Our validation set is really small, so the validation loss will only be meaningful up to a point.


*   We expect a model to perform better on the training set
*   our main goal is to see both the training loss and the validation loss decreasing.

![Figure 5.14](https://drive.google.com/uc?export=view&id=1NOdCPVz0Y8sNSbbtljhnj2Zwkc03V2UQ)

In the figure above (solid line = training; dotted line = validation),

where in case A, the model seems to not learning at all, and in case B, we can see that the training loss is decreasing but the validation loss is increasing, which shows overfitting.  Case C is ideal, where both training and validation loss are decreasing. While case D is showing a similar trend of training and validation loss, which is an acceptable scenario.

### 자동미분의 주의사항과 자동미분 끄기 Autograd nits and switching it off


---


In our training loop, our model is evaluated twice, once on train_t_u and once on val_t_u and then backward is called. The first line in the training loop evaluates model on train_t_u to produce train_t_p. Then train_loss is evaluated from train_t_p. This creates a computation graph that links train_t_u to train_t_p to train_loss. 


When model is evaluated again on val_t_u, it produces val_t_p and val_loss. In this case, a separate computation graph will be created that links val_t_u to val_t_p to val_loss.


Separate tensors have been run through the same functions, model and loss_fn, generating separate computation graphs, as shown in figure below.


![Figure 5.15](https://drive.google.com/uc?export=view&id=1pmDLKyqQbx1vA52-6ndT_5fi5CKbTxll)



The only tensors these two graphs have in common are the parameters. When we call backward on train_loss, we run backward on the first graph.
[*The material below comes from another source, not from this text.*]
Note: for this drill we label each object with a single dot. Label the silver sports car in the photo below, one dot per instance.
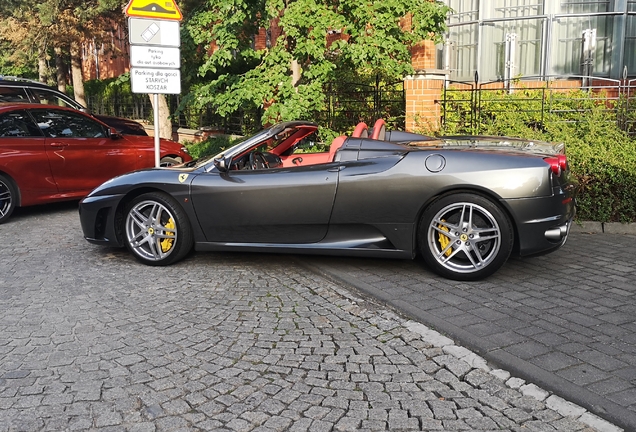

In other words, we accumulate the derivatives of train_loss with respect to the parameters based on the computation generated from train_t_u. 


Another point, since we're not even calling backward on val_loss, we could switch off autograd on this part.



PyTorch allows us to switch off autograd when we don't need it, using the torch.no_grad context manager.


We can make sure by checking the value of the requires_grad attribute on the val_loss tensor.

In [None]:
# In[16]:
def training_loop(n_epochs, optimizer, params, train_t_u, val_t_u,
                  train_t_c, val_t_c):
    for epoch in range(1, n_epochs + 1):
        train_t_p = model(train_t_u, *params)
        train_loss = loss_fn(train_t_p, train_t_c)
        
        with torch.no_grad():
            val_t_p = model(val_t_u, *params)
            val_loss = loss_fn(val_t_p, val_t_c)
            assert val_loss.requires_grad == False
        
        optimizer.zero_grad()
        train_loss.backward()
        optimizer.step()



Using the related set_grad_enabled context, we can also condition the code to run with autograd enabled or disabled, according to a Boolean expression.

We could define a calc_forward function that takes data as input and runs model and loss_fn with or without autograd according to a Boolean is_train argument.

In [None]:
# In[17]:
def calc_forward(t_u, t_c, is_train):
    with torch.set_grad_enabled(is_train):
        t_p = model(t_u, *params)
        loss = loss_fn(t_p, t_c)
    return loss

## 5.6 Conclusion

*   A model can be optimized to fit the data.
*   Linear models are the simplest reasonable model to use to fit data.
*   Data is often split into separate sets of training samples and validation samples.